— Слыхал?
— Да.
— Все?
— Почти.
— Ну и как…
— Не знаю, Леша…
Вскоре ты пошел домой, а я еще долго не мог уйти с пирса. Вот что-то переменилось на свете, а сказать, что именно, — не могу. Так же монотонно хлюпала вода у свай, так же качались большими спящими птицами шхуны на взморье, а прибрежные вербы баюкали ночь, и так же страстно и зовуще выводил где-то баян песнь про мятежный парус. И все же что-то не то было в этом душном апрельском вечере.
Мне думалось, что завтра ты на пирс не придешь. Но ты пришел. Пришла и Аська. И словно ничего между вами не случилось, вы в тот вечер пели. Но пели совсем не так, как прежде. Аська почему-то вдруг попросила, чтобы ты спел один. Как всегда, ты не заставил себя упрашивать.
О, Лешка, мне навсегда запомнилась твоя песня. Ты стоял на пирсе, еле слышно растягивал баян, будто прислушиваясь к рокоту моря и аккомпанируя ему, приноравливая свой голос к его плеску. Ты пел про наше бурное Баренцево море, про остров Рыбачий, про невернувшихся дружков и про невест, что умели ждать… Вначале твой голос мне показался слишком низким, тихим, но потом он крепчал, набирал высоту, и такая жгучая боль закипала на гребне той песни, будто наяву виделись и высокие океанские валы, и гнущиеся до самой земли наши низенькие заполярные березки, которые мы называли душами далеких невест.
Когда ты кончил петь, все долго молчали. Потом кто-то попросил:
— Спой ты, Ася.
Аська тоже не заставила ждать. Подошла к тебе, шепнула, и ты затянул знакомую мелодию. Аська запела. Но была знакома одна лишь мелодия.
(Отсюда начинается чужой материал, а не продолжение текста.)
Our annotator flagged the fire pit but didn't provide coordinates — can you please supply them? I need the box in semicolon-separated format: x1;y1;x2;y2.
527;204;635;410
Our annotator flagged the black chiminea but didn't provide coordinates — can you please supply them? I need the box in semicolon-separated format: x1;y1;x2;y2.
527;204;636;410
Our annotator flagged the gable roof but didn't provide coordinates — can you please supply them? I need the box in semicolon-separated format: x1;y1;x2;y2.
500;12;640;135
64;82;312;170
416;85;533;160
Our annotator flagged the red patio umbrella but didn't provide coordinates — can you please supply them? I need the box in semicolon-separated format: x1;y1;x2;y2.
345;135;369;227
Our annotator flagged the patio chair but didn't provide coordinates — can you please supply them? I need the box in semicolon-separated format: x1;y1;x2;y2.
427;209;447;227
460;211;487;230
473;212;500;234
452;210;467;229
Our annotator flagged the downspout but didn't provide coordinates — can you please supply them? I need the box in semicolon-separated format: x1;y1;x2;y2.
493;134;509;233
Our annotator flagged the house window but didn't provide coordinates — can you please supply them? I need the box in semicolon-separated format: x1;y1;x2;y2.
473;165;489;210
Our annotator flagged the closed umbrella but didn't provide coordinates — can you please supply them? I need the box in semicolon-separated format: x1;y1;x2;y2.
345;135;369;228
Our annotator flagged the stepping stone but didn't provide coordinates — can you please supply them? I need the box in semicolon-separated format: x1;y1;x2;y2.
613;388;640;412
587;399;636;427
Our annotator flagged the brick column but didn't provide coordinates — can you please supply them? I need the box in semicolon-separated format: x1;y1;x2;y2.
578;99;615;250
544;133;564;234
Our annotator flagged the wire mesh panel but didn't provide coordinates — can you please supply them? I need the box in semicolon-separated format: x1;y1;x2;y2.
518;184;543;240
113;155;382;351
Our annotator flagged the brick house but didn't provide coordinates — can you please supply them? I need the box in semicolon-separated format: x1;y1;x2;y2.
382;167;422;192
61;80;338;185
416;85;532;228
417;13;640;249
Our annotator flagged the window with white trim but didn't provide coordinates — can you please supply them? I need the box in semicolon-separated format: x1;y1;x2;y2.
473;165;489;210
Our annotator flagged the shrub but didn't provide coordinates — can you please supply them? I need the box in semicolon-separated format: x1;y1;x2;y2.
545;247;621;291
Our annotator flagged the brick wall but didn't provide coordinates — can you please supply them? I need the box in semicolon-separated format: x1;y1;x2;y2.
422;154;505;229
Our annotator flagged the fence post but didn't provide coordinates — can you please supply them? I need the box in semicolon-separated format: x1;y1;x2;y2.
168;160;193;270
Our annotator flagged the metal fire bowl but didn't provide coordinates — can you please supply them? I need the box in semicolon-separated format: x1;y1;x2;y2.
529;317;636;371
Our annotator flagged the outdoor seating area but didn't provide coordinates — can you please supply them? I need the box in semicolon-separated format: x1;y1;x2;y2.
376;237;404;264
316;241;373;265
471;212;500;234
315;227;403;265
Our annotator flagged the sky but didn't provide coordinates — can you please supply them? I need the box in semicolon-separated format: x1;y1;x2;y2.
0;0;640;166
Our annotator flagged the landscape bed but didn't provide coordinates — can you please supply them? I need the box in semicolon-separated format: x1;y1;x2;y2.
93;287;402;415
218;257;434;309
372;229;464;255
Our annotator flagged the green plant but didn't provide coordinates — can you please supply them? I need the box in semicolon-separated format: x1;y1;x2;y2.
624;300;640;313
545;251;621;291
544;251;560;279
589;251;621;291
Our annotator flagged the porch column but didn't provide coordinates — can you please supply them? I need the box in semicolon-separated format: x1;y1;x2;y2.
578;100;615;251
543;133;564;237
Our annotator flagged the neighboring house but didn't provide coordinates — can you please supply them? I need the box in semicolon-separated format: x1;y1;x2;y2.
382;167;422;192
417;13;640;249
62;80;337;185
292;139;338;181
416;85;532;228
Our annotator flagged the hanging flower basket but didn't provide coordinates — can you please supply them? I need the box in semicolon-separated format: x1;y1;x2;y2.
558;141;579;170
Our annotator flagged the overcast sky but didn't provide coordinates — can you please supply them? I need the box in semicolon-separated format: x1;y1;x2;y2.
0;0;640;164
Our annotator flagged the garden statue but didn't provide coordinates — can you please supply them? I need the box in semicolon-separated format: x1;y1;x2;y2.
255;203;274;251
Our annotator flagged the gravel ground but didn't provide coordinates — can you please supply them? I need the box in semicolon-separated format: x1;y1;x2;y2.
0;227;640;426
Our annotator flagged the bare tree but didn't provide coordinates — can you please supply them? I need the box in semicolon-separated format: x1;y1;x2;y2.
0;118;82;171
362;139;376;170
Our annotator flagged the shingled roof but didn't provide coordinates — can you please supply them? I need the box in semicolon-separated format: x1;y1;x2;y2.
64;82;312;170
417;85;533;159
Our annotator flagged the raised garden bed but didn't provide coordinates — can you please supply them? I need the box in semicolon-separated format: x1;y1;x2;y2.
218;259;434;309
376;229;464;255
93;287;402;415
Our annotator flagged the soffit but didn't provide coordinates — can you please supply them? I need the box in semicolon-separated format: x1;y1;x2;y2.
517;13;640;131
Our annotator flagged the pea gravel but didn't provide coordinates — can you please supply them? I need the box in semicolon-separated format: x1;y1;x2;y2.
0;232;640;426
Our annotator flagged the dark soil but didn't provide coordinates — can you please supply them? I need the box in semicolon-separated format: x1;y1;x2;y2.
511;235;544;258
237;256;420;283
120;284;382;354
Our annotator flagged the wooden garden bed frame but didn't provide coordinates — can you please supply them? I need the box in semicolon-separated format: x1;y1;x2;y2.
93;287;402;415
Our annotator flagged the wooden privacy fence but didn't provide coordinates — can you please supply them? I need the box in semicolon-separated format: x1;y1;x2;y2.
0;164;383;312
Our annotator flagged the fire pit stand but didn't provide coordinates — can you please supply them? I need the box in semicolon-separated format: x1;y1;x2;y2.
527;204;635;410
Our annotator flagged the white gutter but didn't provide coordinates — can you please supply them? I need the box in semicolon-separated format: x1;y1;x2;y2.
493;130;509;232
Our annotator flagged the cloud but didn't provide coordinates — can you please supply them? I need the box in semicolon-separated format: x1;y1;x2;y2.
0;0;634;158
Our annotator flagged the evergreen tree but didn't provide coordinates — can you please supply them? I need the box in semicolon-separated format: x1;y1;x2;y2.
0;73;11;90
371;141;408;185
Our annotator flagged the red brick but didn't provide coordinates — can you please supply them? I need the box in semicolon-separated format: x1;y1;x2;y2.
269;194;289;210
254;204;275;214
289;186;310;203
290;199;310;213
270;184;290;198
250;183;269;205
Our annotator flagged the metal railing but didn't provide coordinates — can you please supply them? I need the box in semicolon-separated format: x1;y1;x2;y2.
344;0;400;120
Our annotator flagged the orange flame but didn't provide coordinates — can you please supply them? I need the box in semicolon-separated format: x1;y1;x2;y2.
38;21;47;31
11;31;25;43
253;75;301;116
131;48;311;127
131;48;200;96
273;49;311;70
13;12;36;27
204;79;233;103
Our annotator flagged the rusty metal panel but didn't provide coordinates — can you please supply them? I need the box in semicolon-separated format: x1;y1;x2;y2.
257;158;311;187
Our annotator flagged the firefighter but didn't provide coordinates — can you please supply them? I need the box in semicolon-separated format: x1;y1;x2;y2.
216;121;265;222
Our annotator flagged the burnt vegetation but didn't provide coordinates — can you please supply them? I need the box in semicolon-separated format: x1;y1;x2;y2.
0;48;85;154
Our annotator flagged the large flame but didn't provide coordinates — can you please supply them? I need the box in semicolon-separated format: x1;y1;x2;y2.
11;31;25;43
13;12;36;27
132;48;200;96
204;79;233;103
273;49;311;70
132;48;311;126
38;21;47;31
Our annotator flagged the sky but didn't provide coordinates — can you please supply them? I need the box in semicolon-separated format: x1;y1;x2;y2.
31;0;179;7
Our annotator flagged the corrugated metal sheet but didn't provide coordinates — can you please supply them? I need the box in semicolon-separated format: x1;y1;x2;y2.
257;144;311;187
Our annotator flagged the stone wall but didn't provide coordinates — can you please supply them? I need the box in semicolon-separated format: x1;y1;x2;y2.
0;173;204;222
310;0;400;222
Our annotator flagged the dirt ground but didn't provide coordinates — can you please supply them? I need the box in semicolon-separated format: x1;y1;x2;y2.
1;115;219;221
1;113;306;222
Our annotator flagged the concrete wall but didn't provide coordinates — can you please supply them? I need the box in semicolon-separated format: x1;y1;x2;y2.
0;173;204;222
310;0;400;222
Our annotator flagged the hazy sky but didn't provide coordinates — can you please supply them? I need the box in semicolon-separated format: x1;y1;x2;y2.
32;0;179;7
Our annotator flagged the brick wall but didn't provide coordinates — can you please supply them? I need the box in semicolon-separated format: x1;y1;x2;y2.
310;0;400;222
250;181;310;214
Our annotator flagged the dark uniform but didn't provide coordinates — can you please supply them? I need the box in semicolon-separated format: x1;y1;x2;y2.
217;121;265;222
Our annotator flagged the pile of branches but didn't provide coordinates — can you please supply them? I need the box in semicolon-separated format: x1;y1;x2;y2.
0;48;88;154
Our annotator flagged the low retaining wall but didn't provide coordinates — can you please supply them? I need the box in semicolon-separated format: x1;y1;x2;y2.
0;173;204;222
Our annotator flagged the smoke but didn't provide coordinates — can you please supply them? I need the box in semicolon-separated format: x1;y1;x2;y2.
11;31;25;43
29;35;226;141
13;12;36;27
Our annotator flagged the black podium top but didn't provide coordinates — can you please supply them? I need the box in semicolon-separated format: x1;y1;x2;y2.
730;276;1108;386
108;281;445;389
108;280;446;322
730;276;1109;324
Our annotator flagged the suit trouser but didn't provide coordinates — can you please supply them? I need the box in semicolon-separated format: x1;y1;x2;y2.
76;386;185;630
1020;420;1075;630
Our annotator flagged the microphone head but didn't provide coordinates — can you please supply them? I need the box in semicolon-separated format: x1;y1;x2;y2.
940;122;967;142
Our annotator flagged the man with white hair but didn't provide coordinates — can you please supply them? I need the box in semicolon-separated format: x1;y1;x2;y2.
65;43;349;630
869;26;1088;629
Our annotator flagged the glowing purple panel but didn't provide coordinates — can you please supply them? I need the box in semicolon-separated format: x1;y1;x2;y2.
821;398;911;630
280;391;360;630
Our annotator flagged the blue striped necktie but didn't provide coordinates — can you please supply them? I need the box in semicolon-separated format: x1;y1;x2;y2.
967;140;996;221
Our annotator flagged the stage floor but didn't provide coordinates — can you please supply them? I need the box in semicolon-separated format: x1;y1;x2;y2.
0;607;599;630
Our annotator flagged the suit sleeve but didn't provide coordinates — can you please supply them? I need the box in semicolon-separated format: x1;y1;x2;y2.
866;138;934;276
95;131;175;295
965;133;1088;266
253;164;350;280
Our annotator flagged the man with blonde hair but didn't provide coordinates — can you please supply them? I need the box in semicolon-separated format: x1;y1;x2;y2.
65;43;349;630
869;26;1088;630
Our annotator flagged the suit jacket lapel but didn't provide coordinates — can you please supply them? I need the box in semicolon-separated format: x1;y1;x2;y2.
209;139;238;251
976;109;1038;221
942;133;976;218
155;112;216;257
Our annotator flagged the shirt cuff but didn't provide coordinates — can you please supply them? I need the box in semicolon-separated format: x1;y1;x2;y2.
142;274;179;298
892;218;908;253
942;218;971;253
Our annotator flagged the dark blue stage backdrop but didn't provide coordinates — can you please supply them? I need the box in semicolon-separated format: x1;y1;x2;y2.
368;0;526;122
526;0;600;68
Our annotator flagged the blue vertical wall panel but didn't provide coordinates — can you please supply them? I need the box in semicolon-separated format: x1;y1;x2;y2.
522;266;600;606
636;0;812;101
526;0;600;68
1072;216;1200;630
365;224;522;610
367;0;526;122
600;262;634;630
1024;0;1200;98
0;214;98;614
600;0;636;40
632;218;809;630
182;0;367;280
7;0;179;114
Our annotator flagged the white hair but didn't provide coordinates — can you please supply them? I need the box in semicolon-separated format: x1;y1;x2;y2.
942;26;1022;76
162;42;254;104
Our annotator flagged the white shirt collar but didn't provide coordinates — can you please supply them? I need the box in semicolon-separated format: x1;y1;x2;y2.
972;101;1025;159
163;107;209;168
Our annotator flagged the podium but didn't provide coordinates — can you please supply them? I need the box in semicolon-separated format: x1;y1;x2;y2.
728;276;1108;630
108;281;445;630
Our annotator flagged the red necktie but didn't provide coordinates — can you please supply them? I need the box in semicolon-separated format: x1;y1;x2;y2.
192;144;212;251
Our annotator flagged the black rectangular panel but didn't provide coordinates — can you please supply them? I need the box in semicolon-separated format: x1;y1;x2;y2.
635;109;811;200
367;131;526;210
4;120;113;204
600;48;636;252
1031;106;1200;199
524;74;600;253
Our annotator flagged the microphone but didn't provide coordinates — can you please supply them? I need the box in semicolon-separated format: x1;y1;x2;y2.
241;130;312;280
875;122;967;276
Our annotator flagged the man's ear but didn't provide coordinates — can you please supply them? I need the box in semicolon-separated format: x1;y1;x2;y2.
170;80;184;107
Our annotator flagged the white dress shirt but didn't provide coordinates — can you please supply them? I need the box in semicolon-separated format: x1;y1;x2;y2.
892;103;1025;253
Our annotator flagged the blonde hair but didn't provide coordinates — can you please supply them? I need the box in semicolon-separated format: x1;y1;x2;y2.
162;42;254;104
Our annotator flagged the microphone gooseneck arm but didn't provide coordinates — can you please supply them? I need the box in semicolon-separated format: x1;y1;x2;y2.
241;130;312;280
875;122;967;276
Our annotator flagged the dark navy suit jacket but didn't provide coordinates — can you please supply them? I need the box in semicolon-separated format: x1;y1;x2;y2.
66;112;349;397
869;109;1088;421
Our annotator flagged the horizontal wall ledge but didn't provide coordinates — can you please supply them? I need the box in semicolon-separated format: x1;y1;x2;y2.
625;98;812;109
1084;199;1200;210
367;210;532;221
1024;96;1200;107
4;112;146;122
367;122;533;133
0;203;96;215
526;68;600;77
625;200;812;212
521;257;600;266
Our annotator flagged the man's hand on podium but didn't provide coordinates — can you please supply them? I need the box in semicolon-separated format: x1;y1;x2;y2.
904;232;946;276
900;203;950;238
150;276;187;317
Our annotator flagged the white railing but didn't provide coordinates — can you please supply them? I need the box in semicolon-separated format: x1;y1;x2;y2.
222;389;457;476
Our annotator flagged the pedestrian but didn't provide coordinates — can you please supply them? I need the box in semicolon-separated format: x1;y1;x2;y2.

А слова — иные. Нет, Аська сегодня не так пела, как всегда. Голос звучал глуше, но столько девчоночьей тоски и нежности вкладывала она в ту песню. Девчата и парни сидели не шелохнувшись. А дрожащий Аськин голос все жег и жег их схваченные сладким томлением души. Но больше всего, пожалуй, она опаляла твою, Леша, душу.
Когда звездам дарили
Свою песнь соловьи,
Я к тебе приходила
На зов песен твоих.
И склонялась на планки,
Все шептала тебе:
«Помоги мне, Алеша,
В моей горькой судьбе».
И баян завещал мне
Беречь верность свою,
Если я полюбила,
Если только люблю.
Пусть баян твой простит мне
Откровенность мою…
Аська закусила губу, всхлипнула и, смотря куда-то в темноту, с трудом выдохнула:
Как сказать, я не знаю,
Что другого люблю.
Песня умолкла: Никто не посмел проронить ни слова. Все молча смотрели на бежавшую от пирса до самых звезд лунную дорожку. Дрожащая, неуловимо-трепетная, она казалась продолжением Аськиной песни.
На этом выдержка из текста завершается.